A former child care officer at a residential school for boys with learning disabilities has been convicted of child sex offences.
David Hennessy, 74, of Westfields, Narborough, has been found guilty on six charges of indecent assault by a jury at Maidstone Crown Court.
His co-defendants, 70-year-old Conrad Baker, of Morningside, Edinburgh, and Nigel Putnam, 61, of Slough, have been convicted of 20 and two offences respectively.
The trio were cleared of 15 other charges, while the jury, who completed their deliberations today, were unable to reach verdicts on five other counts.
The men are due to be sentenced next Wednesday, May 27.
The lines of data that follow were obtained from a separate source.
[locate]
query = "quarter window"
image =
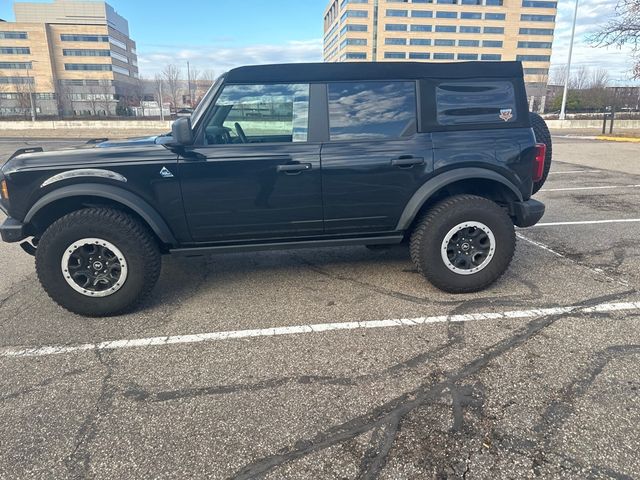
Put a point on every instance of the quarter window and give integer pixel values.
(276, 113)
(372, 110)
(475, 102)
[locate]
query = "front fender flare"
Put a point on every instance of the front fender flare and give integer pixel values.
(436, 183)
(152, 218)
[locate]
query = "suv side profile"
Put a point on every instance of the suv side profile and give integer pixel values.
(288, 156)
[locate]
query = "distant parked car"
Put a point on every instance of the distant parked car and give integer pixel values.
(441, 155)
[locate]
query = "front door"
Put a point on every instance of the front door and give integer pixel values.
(253, 174)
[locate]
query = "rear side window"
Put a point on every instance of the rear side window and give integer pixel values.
(468, 102)
(372, 110)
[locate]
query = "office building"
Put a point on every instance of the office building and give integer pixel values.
(72, 57)
(443, 31)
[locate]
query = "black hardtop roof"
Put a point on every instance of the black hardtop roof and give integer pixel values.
(345, 71)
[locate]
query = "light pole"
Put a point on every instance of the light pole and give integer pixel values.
(563, 109)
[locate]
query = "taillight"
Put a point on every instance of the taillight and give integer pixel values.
(538, 166)
(4, 190)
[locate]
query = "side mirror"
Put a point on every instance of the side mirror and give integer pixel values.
(181, 131)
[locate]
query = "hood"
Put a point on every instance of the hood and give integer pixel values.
(89, 154)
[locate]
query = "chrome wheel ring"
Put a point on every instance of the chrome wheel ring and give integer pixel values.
(94, 267)
(468, 248)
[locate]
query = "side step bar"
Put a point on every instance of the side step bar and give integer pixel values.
(339, 242)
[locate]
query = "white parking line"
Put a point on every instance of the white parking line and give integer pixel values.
(587, 222)
(566, 172)
(22, 352)
(606, 187)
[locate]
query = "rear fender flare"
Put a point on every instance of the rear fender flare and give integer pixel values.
(148, 214)
(436, 183)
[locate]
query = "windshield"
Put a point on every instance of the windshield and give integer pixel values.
(206, 100)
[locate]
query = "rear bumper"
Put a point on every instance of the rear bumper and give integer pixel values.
(12, 231)
(527, 214)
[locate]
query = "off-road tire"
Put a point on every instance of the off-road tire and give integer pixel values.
(432, 228)
(543, 135)
(122, 230)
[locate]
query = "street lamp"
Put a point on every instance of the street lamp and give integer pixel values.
(563, 110)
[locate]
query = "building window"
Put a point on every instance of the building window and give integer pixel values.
(536, 31)
(16, 80)
(84, 38)
(534, 44)
(395, 27)
(87, 66)
(14, 35)
(16, 65)
(15, 50)
(68, 52)
(538, 4)
(533, 58)
(397, 13)
(372, 110)
(526, 17)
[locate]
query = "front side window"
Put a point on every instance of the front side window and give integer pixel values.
(372, 110)
(475, 102)
(277, 113)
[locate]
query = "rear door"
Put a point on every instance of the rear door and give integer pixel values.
(375, 159)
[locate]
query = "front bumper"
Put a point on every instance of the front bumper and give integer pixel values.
(527, 214)
(12, 231)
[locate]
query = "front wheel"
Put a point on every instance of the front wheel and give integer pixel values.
(98, 262)
(463, 244)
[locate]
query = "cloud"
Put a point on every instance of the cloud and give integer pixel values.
(592, 15)
(222, 58)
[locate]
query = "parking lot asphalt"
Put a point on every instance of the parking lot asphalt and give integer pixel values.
(261, 365)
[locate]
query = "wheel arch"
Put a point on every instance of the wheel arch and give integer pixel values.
(70, 198)
(477, 181)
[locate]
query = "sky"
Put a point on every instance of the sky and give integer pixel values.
(217, 35)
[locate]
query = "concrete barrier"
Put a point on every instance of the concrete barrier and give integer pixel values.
(87, 125)
(594, 123)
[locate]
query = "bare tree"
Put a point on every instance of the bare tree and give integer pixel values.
(171, 77)
(623, 29)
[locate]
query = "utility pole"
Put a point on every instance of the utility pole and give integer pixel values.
(563, 110)
(189, 85)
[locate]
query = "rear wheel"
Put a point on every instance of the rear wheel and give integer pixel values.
(543, 135)
(98, 262)
(463, 244)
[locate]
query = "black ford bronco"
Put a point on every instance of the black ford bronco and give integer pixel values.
(443, 156)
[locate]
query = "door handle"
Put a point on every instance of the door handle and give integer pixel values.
(407, 161)
(294, 168)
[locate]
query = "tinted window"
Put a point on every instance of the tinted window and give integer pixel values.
(475, 102)
(372, 110)
(264, 113)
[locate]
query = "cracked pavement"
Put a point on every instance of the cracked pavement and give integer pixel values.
(553, 396)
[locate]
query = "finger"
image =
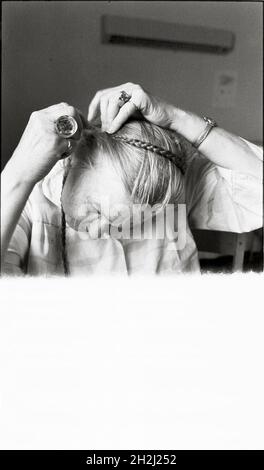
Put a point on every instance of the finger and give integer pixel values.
(67, 147)
(103, 111)
(124, 114)
(113, 108)
(94, 106)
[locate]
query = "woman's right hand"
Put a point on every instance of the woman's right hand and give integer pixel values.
(40, 147)
(106, 103)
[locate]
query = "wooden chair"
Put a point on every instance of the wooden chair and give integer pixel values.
(228, 243)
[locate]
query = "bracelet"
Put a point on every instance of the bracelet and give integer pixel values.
(209, 126)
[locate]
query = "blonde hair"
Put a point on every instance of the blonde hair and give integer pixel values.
(149, 159)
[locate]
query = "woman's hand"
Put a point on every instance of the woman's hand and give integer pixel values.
(40, 146)
(107, 105)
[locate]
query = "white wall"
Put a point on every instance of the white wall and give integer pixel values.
(52, 51)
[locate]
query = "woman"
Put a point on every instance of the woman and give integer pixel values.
(222, 187)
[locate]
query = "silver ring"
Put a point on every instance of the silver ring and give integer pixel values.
(68, 151)
(124, 97)
(66, 126)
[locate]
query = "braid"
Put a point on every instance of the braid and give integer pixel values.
(174, 158)
(63, 236)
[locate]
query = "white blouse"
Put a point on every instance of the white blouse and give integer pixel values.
(216, 199)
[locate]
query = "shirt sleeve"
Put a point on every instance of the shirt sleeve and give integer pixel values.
(222, 199)
(16, 256)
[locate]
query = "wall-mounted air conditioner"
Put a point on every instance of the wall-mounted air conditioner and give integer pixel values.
(135, 31)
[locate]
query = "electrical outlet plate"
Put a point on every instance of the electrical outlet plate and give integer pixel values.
(225, 87)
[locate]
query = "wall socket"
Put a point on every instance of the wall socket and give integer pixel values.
(225, 87)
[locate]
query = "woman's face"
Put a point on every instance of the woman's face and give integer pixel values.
(93, 198)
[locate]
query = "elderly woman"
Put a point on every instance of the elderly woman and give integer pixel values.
(64, 199)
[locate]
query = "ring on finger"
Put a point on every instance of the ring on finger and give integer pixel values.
(123, 98)
(68, 151)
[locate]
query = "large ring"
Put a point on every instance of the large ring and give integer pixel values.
(124, 97)
(66, 126)
(68, 151)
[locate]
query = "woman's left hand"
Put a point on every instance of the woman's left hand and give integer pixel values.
(115, 112)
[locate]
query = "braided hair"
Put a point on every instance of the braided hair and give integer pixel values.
(177, 159)
(152, 176)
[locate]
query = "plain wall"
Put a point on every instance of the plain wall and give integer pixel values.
(52, 52)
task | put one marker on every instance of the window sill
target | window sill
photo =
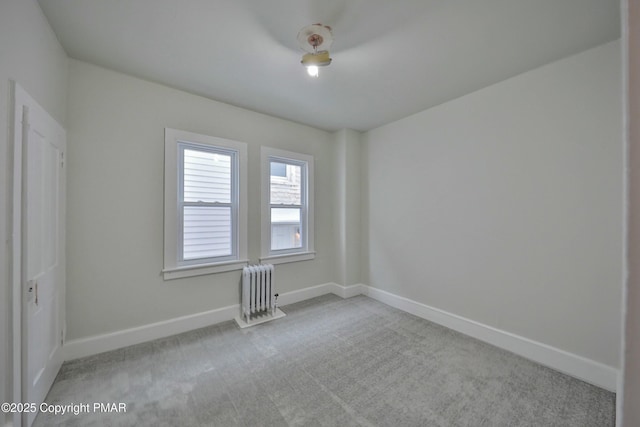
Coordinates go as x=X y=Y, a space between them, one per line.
x=202 y=269
x=282 y=259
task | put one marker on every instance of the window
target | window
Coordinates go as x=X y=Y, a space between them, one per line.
x=287 y=207
x=205 y=204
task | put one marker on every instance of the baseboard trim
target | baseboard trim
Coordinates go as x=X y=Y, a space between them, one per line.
x=75 y=349
x=571 y=364
x=89 y=346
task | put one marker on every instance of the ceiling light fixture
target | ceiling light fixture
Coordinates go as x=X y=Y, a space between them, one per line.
x=315 y=40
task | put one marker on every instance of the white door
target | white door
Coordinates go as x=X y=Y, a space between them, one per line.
x=43 y=270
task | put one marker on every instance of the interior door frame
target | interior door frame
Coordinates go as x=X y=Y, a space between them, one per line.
x=19 y=130
x=19 y=98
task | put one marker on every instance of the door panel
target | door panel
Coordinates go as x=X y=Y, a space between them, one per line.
x=43 y=145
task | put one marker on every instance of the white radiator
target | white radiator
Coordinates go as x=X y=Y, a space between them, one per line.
x=258 y=291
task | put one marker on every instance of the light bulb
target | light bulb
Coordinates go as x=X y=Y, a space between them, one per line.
x=312 y=70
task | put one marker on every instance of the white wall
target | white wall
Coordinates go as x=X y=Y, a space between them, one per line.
x=115 y=200
x=631 y=409
x=347 y=207
x=31 y=55
x=505 y=206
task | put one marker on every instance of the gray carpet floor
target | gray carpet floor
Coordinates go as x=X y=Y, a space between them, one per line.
x=330 y=362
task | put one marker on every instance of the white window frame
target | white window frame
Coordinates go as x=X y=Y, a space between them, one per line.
x=174 y=266
x=307 y=251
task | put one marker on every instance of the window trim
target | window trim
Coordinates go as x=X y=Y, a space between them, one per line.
x=307 y=251
x=174 y=268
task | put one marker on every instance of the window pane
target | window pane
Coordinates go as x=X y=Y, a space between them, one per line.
x=207 y=232
x=207 y=176
x=278 y=169
x=288 y=189
x=285 y=228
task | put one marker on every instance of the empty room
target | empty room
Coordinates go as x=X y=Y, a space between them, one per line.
x=320 y=213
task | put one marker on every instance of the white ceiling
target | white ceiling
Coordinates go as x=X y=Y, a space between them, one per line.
x=390 y=58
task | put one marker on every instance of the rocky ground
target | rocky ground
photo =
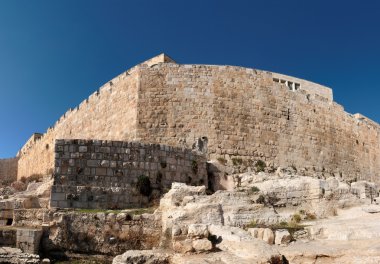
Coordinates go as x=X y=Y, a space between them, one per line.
x=277 y=217
x=268 y=218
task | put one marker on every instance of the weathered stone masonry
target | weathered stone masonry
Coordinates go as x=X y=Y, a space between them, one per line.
x=8 y=169
x=103 y=174
x=242 y=113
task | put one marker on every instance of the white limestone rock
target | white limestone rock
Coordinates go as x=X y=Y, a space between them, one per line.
x=202 y=245
x=142 y=256
x=282 y=237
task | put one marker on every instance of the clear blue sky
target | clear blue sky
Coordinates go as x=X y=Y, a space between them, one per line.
x=53 y=54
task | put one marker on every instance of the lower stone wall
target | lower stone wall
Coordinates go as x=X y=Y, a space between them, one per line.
x=105 y=174
x=102 y=233
x=7 y=237
x=8 y=170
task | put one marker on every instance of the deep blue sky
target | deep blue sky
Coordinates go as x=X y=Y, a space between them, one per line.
x=54 y=54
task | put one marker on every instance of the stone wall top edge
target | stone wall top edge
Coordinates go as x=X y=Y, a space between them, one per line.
x=79 y=141
x=234 y=67
x=363 y=119
x=8 y=159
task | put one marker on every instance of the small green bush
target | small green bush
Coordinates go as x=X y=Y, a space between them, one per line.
x=296 y=218
x=222 y=160
x=163 y=164
x=237 y=161
x=261 y=199
x=252 y=224
x=194 y=166
x=310 y=216
x=143 y=185
x=254 y=189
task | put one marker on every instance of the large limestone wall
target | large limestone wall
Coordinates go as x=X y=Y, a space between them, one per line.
x=8 y=170
x=103 y=174
x=109 y=113
x=244 y=113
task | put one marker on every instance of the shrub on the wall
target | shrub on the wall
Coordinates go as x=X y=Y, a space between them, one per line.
x=260 y=166
x=143 y=185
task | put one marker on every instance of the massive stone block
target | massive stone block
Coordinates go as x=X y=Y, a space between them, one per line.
x=8 y=170
x=105 y=174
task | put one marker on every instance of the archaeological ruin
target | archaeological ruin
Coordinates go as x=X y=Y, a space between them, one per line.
x=232 y=112
x=192 y=158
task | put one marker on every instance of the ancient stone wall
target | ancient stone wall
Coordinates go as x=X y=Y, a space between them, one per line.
x=8 y=170
x=240 y=113
x=104 y=174
x=245 y=114
x=109 y=113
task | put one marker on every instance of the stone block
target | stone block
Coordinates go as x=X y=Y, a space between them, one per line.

All three worked as child care officers at the Swaylands school in Penshurst, Kent, between the late 1960s and 1993, when the facility closed.
Hennessy worked at the school from March 1969. He resigned in April 1977 but was re-employed in April 1979.
Following the verdicts, police revealed that he had been convicted of four counts of indecent assault in 1993.
And Det Supt Paul Fotheringham, of the Kent and Essex Serious Crime, Directorate, said dozens of former pupils had come forward to make allegations against the men.
He said: “As residential child care officers Baker, Hennessy and Putman were supposed to look after the boys out of class.
“Instead they exploited the pupils in their care and committed horrible acts over a long period of time.
“The first victims in this case came forward in 2011. But it soon became apparent there had been others affected and officers went to great lengths to ensure no stone was left unturned.
“‘We reviewed old school registers and visited potential victims or witnesses in person across the UK enquiring whether they wished to assist with the investigation.
“After a great deal of work by all parties, the Crown Prosecution Service agreed to charge these three men with 48 counts of sexual abuse on 24 children, though our officers spoke to many more ex-pupils as part of our very thorough investigation.
“Officers heard how some children who tried to resist the offenders’ abuse would be beaten or refused food. At other times, classmates of uncooperative victims were denied leisure activities - to make the victim unpopular and feel guilty.
“Despite the weight of this corroborative evidence the three men refused to admit to their crimes. Instead they forced their victims to appear at court and recount the abuse they had suffered all those years ago.
“We had 65 ex-pupils make allegations, and with the victims and CPS we have put forward the strongest case to the court.
“All the victims were involved in the process and have been kept fully up to date. This is justice for all of them and I’d personally like to thank all those who have helped bring this case to a conclusion.”